Pengusaha: Cuti Melahirkan 6 Bulan Tambah Beban Baru
Money Now21- Dewan Perwakilan Rakyat (DPR) RI mengesahkan Rancangan Undang-Undang Kesejahteraan Ibu dan Anak (RUU KIA) yang menetapkan cuti melahirkan selama 6 bulan pada Fase 1.000 Hari Pertama Kehidupan, pada Selasa (4/6/2024).
Ketua Asosiasi Pengusaha Indonesia (APINDO), Shinta W Kamdani, menyatakan dukungannya terhadap upaya pemerintah dalam meningkatkan kesejahteraan ibu dan anak.
Program ini sejalan dengan upaya APINDO untuk menurunkan angka stunting di Indonesia.
Dampak pada Dunia Usaha
Meski demikian, Shinta mengungkapkan kekhawatirannya terkait beban baru yang mungkin ditanggung oleh dunia usaha akibat aturan cuti melahirkan selama 6 bulan.
Menurutnya, perlu ada dialog sosial yang efektif antara pekerja dan pengusaha serta kebijakan yang jelas dalam Peraturan Perusahaan (PP) atau Perjanjian Kerja Bersama (PKB).
Ini bertujuan agar aturan baru dapat diimplementasikan dengan baik tanpa mengganggu operasional bisnis.
Peran Pemerintah dalam Kesejahteraan Ibu dan Anak
Shinta juga menekankan pentingnya peran pemerintah dalam menyediakan fasilitas kesehatan yang memadai dan berkualitas.
Peningkatan ketersediaan dan kualitas pelayanan kesehatan primer melalui fasilitas Puskesmas dan pelayanan poliklinik swasta yang didukung oleh rumah sakit pemerintah dan swasta adalah langkah penting untuk mendukung kesejahteraan ibu dan anak.
Rincian UU KIA tentang Cuti Melahirkan
UU KIA menjamin ibu bekerja yang mengambil cuti melahirkan selama 6 bulan tetap mendapatkan gaji.

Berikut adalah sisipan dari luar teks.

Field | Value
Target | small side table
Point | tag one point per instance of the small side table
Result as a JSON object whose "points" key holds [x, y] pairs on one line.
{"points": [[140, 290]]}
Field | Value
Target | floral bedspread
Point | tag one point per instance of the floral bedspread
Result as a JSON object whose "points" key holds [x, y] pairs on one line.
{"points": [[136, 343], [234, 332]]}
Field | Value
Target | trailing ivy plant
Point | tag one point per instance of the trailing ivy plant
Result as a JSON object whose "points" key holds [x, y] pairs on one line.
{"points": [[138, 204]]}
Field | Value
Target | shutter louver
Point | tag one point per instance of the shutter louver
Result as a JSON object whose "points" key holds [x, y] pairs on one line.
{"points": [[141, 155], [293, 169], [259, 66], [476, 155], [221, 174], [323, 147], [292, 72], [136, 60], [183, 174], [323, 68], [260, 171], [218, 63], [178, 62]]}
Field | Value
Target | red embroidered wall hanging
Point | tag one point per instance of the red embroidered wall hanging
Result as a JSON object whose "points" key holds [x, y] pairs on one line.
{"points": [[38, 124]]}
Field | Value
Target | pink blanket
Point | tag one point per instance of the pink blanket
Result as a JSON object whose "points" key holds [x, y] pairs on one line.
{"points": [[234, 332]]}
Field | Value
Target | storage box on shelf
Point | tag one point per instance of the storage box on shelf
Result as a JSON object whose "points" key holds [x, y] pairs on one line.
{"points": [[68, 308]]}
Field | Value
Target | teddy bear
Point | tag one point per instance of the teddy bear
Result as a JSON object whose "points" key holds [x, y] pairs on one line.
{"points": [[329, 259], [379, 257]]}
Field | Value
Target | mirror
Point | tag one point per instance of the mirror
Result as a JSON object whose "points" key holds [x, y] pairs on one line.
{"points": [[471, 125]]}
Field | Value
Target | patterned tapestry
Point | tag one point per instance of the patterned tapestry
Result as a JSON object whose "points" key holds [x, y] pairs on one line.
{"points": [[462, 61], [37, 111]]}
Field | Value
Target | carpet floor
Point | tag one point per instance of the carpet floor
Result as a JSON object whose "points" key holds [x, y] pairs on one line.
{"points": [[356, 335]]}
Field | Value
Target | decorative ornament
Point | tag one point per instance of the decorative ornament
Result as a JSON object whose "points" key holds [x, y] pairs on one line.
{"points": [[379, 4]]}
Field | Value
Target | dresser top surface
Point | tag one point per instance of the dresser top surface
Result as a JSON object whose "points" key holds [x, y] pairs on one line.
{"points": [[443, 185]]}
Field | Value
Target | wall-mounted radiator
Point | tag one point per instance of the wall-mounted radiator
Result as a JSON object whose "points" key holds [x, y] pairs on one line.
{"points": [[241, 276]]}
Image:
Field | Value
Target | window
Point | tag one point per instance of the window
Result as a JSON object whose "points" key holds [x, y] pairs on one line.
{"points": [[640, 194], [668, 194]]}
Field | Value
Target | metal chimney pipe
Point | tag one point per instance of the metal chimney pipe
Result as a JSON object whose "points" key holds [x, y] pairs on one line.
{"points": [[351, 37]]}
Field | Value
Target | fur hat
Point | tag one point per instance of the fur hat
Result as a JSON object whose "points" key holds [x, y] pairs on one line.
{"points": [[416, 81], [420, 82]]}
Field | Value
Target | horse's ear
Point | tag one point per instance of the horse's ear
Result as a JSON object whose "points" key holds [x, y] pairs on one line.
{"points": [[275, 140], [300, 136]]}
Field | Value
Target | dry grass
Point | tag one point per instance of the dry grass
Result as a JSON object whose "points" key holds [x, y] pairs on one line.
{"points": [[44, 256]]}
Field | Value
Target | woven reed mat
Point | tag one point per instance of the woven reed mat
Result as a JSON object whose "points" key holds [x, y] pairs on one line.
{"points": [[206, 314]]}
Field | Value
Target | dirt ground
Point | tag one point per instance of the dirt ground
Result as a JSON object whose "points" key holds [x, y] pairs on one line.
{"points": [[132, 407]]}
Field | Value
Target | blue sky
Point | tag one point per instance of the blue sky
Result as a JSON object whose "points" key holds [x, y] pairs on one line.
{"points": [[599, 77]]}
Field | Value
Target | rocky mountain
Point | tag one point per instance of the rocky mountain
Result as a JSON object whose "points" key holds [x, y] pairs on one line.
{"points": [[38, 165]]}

Pasal 4 Ayat (3) huruf a menyebutkan bahwa cuti ini terdiri dari 3 bulan pertama secara penuh dan 3 bulan berikutnya jika terdapat kondisi khusus yang dibuktikan dengan surat dokter.
Pasal 5 Ayat (2) menjelaskan ketentuan pembayaran upah selama cuti melahirkan, yaitu penuh untuk 3 bulan pertama, penuh untuk bulan keempat, dan 75 persen untuk bulan kelima dan keenam.
Syarat Tambahan Cuti Melahirkan
Cuti tambahan 3 bulan diberikan kepada ibu yang mengalami kondisi khusus seperti gangguan kesehatan atau komplikasi pascapersalinan, serta ibu yang melahirkan anak dengan masalah kesehatan.
Kondisi ini diatur dalam Pasal 4 Ayat (5), yang menyebutkan bahwa cuti tambahan hanya diperuntukkan bagi ibu dengan kondisi khusus yang mengalami gangguan kesehatan atau komplikasi.
Kesimpulan
Dengan adanya UU KIA, diharapkan kesejahteraan ibu dan anak dapat lebih terjamin.
Namun, pelaksanaannya perlu dipersiapkan dengan baik agar tidak mengganggu keberlangsungan operasional bisnis.
Pemerintah diharapkan dapat mendukung dengan penyediaan fasilitas kesehatan yang memadai, serta memastikan dialog sosial yang efektif antara pekerja dan pengusaha untuk mencapai kesepakatan yang adil dan menguntungkan bagi semua pihak.